You are viewing a plain text version of this content. The canonical link for it is here.
Posted to commits@arrow.apache.org by ap...@apache.org on 2022/06/30 12:48:49 UTC
[arrow] branch master updated: ARROW-15130: [Docs] Add glossary (#12868)
This is an automated email from the ASF dual-hosted git repository.
apitrou pushed a commit to branch master
in repository https://gitbox.apache.org/repos/asf/arrow.git
The following commit(s) were added to refs/heads/master by this push:
new 8b298be4a3 ARROW-15130: [Docs] Add glossary (#12868)
8b298be4a3 is described below
commit 8b298be4a3ebcf8655326e44a0d2ca6dd4eb254c
Author: David Li <li...@gmail.com>
AuthorDate: Thu Jun 30 08:48:42 2022 -0400
ARROW-15130: [Docs] Add glossary (#12868)

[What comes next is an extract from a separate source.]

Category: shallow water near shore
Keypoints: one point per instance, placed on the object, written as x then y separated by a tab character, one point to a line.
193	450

Authored-by: David Li <li...@gmail.com>
Signed-off-by: Antoine Pitrou <an...@python.org>
---
docs/source/format/Glossary.rst | 202 ++++++++++++++++++++++++++++++++++++++++
docs/source/index.rst | 1 +
2 files changed, 203 insertions(+)
diff --git a/docs/source/format/Glossary.rst b/docs/source/format/Glossary.rst
new file mode 100644
index 0000000000..423ebf8578
--- /dev/null
+++ b/docs/source/format/Glossary.rst
@@ -0,0 +1,202 @@
+.. Licensed to the Apache Software Foundation (ASF) under one
+.. or more contributor license agreements. See the NOTICE file
+.. distributed with this work for additional information
+.. regarding copyright ownership. The ASF licenses this file
+.. to you under the Apache License, Version 2.0 (the
+.. "License"); you may not use this file except in compliance
+.. with the License. You may obtain a copy of the License at
+
+.. http://www.apache.org/licenses/LICENSE-2.0
+
+.. Unless required by applicable law or agreed to in writing,
+.. software distributed under the License is distributed on an
+.. "AS IS" BASIS, WITHOUT WARRANTIES OR CONDITIONS OF ANY
+.. KIND, either express or implied. See the License for the
+.. specific language governing permissions and limitations
+.. under the License.
+
+========
+Glossary
+========
+
+.. glossary::
+ :sorted:
+
+ array
+ vector
+ A *contiguous*, *one-dimensional* sequence of values with known
+ length where all values have the same type. An array consists
+ of zero or more :term:`buffers <buffer>`, a non-negative
+ length, and a :term:`data type`. The buffers of an array are
+ laid out according to the data type as defined by the columnar
+ format.
+
+ Arrays are contiguous in the sense that iterating the values of
+ an array will iterate through a single set of buffers, even
+ though an array may consist of multiple disjoint buffers, or
+ may consist of child arrays that themselves span multiple
+ buffers.
+
+ Arrays are one-dimensional in that they are a sequence of
+ :term:`slots <slot>` or singular values, even though for some
+ data types (like structs or unions), a slot may represent
+ multiple values.
+
+ Defined by the :doc:`./Columnar`.
+
+ buffer
+ A *contiguous* region of memory with a given length. Buffers
+ are used to store data for arrays.
+
+ Buffers may be in CPU memory, memory-mapped from a file, in
+ device (e.g. GPU) memory, etc., though not all Arrow
+ implementations support all of these possibilities.
+
+ child array
+ parent array
+ In an array of a :term:`nested type`, the parent array
+ corresponds to the :term:`parent type` and the child array(s)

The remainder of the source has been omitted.